Dünyada varlık sahasında hüküm sürerken, bedenimiz ruhumuzun kafesi hâline gelir. Ruh, sıkışıp kalmış; sanki sadece cesedimizi ayakta tutmakla görevliymiş gibi. Hâlbuki bir çıksa o ceset kafesinden, her şey bitecekmiş hissi dolaşır zihnimizde. Dünyaya sığamayan benliğimiz, haddini aşmaya başlar; ruhunu ezdikçe ezer, oksijensiz bırakır, köleleştirir.
Oysa asıl varlık sebebimiz ruhumuzdur. Biz ise onu hapsetmeye, hatta görmezden gelmeye meylederiz. Bedenimize ise elden geldiğince kıymet verir, sarar sarmalarız. Dışarıdan gelen iltifatlar, şöhret hırsı, beğenilme arzusu ve alkış yağmuru nefsimizi şişirdikçe şişirir. Aynada gördüğümüz yalancı suretimize övgüler yağdırır, heva ve heveslerimize esir oluruz. Ruh ise karanlıkta kalır.
Dünyanın geçici olduğunu unutup ebedi yaşayacakmış gibi tutkularımıza meftun oluruz. Her gün aynı tempoda kalkar, yürür, konuşur, çalışır, uyuruz; tıpkı duvardaki saatin ne bir geri ne bir ileri gidişi gibi. Ömrümüz, Yaratan’dan habersiz, dışı süslü içi boş bir şekilde geçer. Her saniye aleyhimize işler; hırslarımız gözlerimizi kör eder.
Oysa bu hâl, ruhun çığlığıdır. Çünkü ruh Rabbini bilir; bedenin yanlış yollarda direksiyon salladığını fark eder. Öyleyse ne yapmalı?
Bize üç beden büyük gelen bu dünyalık libası çıkarmalıyız. Hakiki ölçümüze uygun kisveyi giymeliyiz. Onu da dünyalık heva ve heveslerin tozundan, kirinden arındırmalıyız. O elbise; hem dünyamızı hem ahiretimizi kurtaracak ziynetlerle dokunmuş, ruhumuza nefes aldıran, kalp ve vicdan penceresiyle işlenmiş olmalıdır.
Bunu üzerimize giydiğimizde, buz parçası hükmündeki nefsimizi hakikat havuzuna atıp eritiriz. O zaman hayatımız mana bulur; beş para etmeyen arzularımızdan sıyrılır, paha biçilmeyen elmaslar kazanırız. Bu elmaslar ancak, âlemlere rahmet olarak gönderilen Efendimiz’in sünnet-i seniyyesi ve mucizeli Kur’ân-ı Kerîm’dir.
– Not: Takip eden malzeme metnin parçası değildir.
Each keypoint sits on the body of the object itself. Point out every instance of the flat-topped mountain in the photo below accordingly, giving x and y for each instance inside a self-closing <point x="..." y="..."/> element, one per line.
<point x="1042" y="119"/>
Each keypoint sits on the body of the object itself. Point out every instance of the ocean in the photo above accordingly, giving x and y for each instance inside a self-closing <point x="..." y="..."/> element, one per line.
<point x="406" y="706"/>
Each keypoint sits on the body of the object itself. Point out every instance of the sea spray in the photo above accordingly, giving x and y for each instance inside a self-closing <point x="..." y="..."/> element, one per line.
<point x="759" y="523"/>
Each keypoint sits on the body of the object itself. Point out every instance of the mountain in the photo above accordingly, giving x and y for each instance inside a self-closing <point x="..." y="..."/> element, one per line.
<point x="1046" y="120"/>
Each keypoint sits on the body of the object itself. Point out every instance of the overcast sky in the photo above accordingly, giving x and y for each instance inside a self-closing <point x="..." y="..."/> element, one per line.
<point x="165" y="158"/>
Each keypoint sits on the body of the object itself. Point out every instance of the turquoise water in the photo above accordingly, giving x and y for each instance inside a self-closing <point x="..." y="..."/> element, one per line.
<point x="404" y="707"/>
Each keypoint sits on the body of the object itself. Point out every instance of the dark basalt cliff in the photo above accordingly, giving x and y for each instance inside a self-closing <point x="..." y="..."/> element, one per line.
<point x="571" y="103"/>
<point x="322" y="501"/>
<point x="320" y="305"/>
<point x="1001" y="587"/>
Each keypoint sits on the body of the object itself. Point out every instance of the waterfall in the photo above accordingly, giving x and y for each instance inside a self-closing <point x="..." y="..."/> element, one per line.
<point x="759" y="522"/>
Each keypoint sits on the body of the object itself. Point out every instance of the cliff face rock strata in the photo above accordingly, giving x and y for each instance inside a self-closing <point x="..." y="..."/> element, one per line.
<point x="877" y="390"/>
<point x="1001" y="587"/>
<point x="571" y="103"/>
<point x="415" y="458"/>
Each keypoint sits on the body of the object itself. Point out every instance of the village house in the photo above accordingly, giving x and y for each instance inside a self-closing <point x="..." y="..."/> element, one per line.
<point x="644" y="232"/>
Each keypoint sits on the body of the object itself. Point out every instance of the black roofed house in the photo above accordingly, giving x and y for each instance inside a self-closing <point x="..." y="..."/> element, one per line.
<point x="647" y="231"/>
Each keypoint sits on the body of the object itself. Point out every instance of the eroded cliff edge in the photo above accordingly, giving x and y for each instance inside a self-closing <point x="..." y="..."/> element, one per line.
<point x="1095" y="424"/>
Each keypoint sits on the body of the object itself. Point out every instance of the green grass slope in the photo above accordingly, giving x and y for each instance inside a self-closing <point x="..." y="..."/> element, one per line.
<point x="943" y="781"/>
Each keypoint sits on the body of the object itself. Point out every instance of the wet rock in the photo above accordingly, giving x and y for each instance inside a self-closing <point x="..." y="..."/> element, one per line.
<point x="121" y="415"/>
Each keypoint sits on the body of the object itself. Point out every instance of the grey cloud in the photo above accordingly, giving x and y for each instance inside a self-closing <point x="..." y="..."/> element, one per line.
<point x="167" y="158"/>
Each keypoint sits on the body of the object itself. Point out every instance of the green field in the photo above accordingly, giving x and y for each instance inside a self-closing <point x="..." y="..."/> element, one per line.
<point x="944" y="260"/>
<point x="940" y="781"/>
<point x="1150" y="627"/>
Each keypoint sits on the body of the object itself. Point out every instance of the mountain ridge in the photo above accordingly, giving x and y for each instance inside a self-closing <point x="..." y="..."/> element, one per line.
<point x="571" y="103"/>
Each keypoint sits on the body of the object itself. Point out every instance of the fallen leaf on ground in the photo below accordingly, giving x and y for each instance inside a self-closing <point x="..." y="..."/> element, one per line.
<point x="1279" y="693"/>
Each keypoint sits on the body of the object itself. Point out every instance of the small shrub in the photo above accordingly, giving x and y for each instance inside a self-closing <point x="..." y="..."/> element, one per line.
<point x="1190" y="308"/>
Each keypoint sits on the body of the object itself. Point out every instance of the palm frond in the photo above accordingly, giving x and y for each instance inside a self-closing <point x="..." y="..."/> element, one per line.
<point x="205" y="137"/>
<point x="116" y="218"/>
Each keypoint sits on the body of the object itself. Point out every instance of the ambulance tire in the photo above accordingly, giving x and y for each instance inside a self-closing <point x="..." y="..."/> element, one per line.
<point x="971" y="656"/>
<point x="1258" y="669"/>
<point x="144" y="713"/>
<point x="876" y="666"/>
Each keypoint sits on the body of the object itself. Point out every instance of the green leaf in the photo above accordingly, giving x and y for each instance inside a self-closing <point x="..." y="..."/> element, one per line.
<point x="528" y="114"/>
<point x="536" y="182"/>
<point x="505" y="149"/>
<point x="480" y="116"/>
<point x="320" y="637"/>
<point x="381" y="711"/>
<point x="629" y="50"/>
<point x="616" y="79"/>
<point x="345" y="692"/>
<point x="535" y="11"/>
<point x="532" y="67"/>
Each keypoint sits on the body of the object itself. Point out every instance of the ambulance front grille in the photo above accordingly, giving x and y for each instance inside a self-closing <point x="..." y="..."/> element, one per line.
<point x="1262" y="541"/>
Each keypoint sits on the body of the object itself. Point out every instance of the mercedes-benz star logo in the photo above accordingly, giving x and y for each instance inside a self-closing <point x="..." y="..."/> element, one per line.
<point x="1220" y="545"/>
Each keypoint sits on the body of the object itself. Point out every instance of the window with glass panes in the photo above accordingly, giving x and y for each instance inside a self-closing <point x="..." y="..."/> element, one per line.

Koca dünya içinde bir zerre olan benliğimizi, kâinata hükmeden Rabbin yolunda eritmeliyiz ki, ahirette altından ırmaklar akan cennette sümbüllenmek için yerimiz olsun. Aklımızı başımızdan alan hayvani arzularımızdan vazgeçip, hakikatle yoğrulan mahiyetimizin bilincine varmalıyız.
Bize verilen en büyük nimetlerden olan aklımızı, hak yolunda kullanmaya gayret etmeliyiz. Bunun yolu ise, gözümüze örümcek ağı gibi örülen dünyanın zayıf, basit işlerinin yönünü çevirip onları daha kuvvetli ve anlamlı hâle getirmektir. O çapak misali ağı gözümüzden silmeli, hakikate yönelmeliyiz.
“Dünya madem fânidir; değmiyor alâka-i kalbe.”
(Mektubat, sh. 88)
Öyleyse, dünyadayken yaptığımız işleri bâkileştirmek için O’na rücu etmeli, O’na dayanmalı ve O’nun adıyla başlamalıyız her işe ve her nefese. Hatalarımızdan sakınmalı, tövbe kapısını görmezden gelmemeliyiz. Çünkü O, Rahman ve Rahîm’dir; sonsuz merhamet ve şefkat sahibidir. O, Gafûr’dur, Afuv’dur; çokça bağışlayan ve affedendir. Günahlarımızla da sevaplarımızla da O’nun dairesine girmeli ve daima O’ndan ümitvar olmalıyız.